The years beat the fabric up. Mind you, it didn’t look 29 years old, but it was frayed and looking a bit sad. About ten years ago I began pondering the idea of reupholstering it. For those of you who have never delved into the world of upholstery, this is not something you do to save money. You do it when a piece of furniture is perfect save for its fabric. I quickly learned I could buy a new sofa for what this adventure would cost.

I didn’t want a new sofa.

If I could have gotten the same fabric, I would have, but I couldn’t. It was a beautiful brown tapestry that made me smile until the upholsterers carried it out of the house a month ago.

I looked and looked at upholstery grade fabric. I began to despair.

The latest incarnation of the Beloved Sofa.

The latest incarnation of the Beloved Sofa.
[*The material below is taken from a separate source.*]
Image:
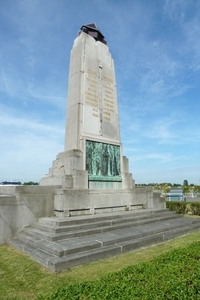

My mother found the new fabric at a craft supply store. It’s beautiful. As my best friend said, “It’s rich without being formal.” The name of the fabric is patchwork elegance. It’s velvety chenille of black and gold and silver and caramel and cream, diamonds and squares and scrolls and starbursts and medallions with a fleur de lis or two here and there. It’s just stunning. The chenille makes it cuddly, the design makes a statement and all of it makes me happy. It suits the room.

The upholsterer finished it within ten days. The weather and my ice encrusted road kept it hostage. Every time I called to schedule another delivery which would be cancelled due to more snow, a staff person would tell me how well it turned out, how beautiful it was, how people wanted to buy it.

With this winter that won’t end, I began to fear I’d never get it to the barn. A window of opportunity opened as did my car windows when the temperature soared to 60 and the snow began melting. I called and scheduled delivery for today at 2 pm. They were late and I began to fret, but by 2:30 it was sitting in my living room.

It still feels like an old friend with new duds.

It still feels like an old friend with new duds.

Oh, it’s beautiful. It’s nice having my old companion back. Tonight I’ll put some soaring opera fraught with love and longing on the stereo, sip a glass of wine or two, and ponder all that we’ve seen together in this world of attachment and longing and the desire for contentment and happiness. Sitting on my beloved sofa, I will finger the Tibetan prayer beads and consider the Zen of a Good Sofa.

[I’m disappointed that my 4 month old draperies are very much the wrong color.  The search for the proper window coverings begin anew.]